Scientists have revealed that plants communicate through the air, by releasing odorous chemicals called volatile organic compounds (VOCs), and through the soil, by secreting soluble chemicals into the rhizosphere and transporting them along threadlike networks formed by soil fungi. They can do it using sound, smell, the emission of volatile chemicals, magnetism, electricity and light; and through their leaves as well as their roots.
Basically, there are five ways in which plant life does communicate among itself. Plants can call for help. An example of this is the wild tobacco plant which can identify a hornworm caterpillar by its saliva. When attacked by this caterpillar, the tobacco plant emits a chemical signal that appeals to the insect enemies. Within hours, caterpillar predators like the big-eyed bug show up, ideally driving the pest away.
Plants can also eavesdrop on the chemical signals of their brethren, and sometimes respond to another plant’s SOS cry by ramping up their own defenses proactively, knowing that a hungry insect is nearby. And plants can defend their territory compete with each other for sunlight, jostling for position among their neighbors. They also can push out competition in other ways. The invasive knapweed plant-native to Eastern Europe, but wrecking havoc on U.S. grasslands-has roots that release certain chemicals to help the plant take in nutrients from the soil. Those same chemicals also kill off native grasses.
Plants can recognize their siblings. Sibling plants were more considerate of each other’s needs. Experiments showed that sibling plants recognize each other via chemical signals. Like animals, they tend to recognize and support their kin. Plants that were grown in pots with relatives, had more restrained root growth than plants grown with random strangers.
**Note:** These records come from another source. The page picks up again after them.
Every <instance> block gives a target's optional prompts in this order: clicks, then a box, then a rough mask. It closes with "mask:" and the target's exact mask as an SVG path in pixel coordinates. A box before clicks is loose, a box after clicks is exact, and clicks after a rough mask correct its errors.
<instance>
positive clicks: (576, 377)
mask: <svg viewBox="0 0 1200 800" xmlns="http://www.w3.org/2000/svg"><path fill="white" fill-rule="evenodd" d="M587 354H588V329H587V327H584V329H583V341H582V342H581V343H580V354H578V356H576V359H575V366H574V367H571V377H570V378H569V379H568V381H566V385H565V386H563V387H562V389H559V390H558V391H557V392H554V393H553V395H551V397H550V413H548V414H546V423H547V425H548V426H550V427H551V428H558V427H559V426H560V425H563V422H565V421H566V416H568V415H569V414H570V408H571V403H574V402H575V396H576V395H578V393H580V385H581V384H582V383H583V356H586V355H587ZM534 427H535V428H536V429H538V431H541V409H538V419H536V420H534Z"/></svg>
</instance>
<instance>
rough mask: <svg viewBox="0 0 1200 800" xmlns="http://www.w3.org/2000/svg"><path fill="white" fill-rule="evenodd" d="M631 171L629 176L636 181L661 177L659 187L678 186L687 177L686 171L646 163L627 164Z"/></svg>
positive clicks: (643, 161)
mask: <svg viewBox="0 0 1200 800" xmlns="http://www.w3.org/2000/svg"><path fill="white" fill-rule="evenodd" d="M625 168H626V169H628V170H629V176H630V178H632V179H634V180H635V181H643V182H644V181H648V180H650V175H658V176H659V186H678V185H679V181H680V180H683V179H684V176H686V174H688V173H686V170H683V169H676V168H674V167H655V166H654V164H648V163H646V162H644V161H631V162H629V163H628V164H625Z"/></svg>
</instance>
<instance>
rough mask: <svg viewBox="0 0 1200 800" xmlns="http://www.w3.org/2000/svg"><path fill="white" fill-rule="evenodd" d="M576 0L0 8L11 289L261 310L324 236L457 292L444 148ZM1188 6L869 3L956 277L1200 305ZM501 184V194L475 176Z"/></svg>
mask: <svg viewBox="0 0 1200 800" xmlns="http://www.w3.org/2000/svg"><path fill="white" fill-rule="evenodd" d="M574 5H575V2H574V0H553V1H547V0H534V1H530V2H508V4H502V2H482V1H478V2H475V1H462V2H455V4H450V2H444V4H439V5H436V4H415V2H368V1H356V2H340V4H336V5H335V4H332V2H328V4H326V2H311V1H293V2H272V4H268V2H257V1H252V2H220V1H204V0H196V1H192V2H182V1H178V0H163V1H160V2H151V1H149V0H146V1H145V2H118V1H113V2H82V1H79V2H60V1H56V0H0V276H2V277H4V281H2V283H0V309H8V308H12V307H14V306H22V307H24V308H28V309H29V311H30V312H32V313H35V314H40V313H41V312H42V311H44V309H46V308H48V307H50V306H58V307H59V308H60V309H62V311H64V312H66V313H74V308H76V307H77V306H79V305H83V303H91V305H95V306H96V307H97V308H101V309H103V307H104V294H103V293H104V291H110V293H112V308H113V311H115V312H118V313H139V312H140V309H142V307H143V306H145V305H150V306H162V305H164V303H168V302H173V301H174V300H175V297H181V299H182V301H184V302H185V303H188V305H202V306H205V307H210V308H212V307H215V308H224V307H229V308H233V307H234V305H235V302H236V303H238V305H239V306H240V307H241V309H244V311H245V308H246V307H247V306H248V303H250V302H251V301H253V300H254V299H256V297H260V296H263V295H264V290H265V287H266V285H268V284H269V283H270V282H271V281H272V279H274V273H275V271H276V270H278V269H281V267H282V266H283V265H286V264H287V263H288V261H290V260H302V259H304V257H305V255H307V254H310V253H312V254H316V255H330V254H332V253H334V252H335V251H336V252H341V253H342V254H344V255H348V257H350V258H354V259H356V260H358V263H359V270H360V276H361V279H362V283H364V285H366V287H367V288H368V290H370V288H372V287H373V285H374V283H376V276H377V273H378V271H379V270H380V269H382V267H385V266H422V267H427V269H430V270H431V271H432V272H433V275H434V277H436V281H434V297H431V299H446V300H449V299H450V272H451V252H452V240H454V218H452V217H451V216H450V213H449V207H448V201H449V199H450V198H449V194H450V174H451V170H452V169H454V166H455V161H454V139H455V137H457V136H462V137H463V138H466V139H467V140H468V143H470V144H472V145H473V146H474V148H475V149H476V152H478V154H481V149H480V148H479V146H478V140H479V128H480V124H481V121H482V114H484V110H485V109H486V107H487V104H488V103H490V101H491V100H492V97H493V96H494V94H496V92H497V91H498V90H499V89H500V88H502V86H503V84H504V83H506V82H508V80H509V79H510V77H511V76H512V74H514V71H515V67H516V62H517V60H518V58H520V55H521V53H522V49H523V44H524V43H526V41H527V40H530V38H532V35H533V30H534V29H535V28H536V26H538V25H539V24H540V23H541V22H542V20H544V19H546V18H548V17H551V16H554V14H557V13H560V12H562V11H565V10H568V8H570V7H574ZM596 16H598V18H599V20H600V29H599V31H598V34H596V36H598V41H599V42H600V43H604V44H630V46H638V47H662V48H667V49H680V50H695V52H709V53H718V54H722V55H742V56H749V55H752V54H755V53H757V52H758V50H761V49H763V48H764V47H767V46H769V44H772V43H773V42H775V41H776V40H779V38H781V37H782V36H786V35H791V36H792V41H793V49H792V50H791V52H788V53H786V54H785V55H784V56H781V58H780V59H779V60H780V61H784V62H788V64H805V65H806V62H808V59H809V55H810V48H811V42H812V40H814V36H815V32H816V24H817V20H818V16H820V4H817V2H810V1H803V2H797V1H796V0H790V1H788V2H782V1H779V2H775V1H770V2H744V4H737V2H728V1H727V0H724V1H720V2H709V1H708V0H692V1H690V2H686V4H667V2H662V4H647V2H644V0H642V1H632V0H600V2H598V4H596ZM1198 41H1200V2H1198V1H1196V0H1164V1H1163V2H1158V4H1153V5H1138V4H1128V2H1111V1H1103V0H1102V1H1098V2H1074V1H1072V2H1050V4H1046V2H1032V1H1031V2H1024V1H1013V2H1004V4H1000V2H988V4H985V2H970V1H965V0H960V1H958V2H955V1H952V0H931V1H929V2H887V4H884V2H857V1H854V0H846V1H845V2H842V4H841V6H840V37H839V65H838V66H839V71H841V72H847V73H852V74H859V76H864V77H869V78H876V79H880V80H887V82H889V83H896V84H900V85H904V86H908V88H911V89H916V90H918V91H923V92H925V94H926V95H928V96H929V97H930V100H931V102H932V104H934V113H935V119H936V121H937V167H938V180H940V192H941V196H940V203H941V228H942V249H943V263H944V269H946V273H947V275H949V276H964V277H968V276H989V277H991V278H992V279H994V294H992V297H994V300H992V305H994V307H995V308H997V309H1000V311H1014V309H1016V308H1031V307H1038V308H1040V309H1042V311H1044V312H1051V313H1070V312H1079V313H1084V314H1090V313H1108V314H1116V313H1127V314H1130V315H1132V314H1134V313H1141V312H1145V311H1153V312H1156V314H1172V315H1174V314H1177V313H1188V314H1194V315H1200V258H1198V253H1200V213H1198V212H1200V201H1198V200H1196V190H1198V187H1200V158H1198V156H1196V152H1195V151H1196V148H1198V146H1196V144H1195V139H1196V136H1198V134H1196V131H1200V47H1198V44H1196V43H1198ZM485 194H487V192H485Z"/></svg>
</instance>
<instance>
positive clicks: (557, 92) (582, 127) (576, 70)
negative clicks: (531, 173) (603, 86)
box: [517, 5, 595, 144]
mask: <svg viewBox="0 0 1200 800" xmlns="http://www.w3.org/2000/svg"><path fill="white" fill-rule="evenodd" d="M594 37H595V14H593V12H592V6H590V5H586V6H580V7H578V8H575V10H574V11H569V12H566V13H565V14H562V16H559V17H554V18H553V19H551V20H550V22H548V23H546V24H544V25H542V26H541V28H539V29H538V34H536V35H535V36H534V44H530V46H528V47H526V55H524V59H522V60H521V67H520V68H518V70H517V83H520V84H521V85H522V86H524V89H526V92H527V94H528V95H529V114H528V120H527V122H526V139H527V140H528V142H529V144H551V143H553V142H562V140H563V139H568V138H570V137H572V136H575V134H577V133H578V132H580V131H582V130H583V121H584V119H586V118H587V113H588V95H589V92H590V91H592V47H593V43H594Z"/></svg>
Plants can communicate with mammals. Plants go out of their way to attract more than just insects. A carnivorous pitcher plant native to Borneo has evolved to hijack bat communication systems, turning the bats’ echolocation to its advantage. According to a new study in Current Biology, Nepenthes hemsleyan has a concave structure that is specially suited to reflect bat echolocation, helping the bats find the plant. The bats roost in the pitcher plant, and provide important nutrients by way of the bat guano that gets distributed in the soil nearby.
But can plant talk? In recent experiments they discovered that the roots of corn seedlings make clicking noises and also react to the sounds of similar frequency, bolstering the theory that plants can ‘talk’ to each other. Some plants, such as tomatoes and blueberries, can ‘hear’ the buzz of an approaching bee and will release pollen at just the right moment.
Flowers also communicate with pollinators through fragrance, color, pattern and shape. In 2013 researchers at the University of Bristol in the UK added electricity to the list. They discovered that flowers are negatively charged and bumble bees are positively charged. When a bee lands on the flower, there’s a tiny exchange of energy, creating an electric field that the bee feels. This is thought to imprint the flower on the bee’s memory, encouraging it to return.
Some plants, such as tomatoes and blueberries, can ‘hear’ the buzz of an approaching bee and will release pollen at just the right moment.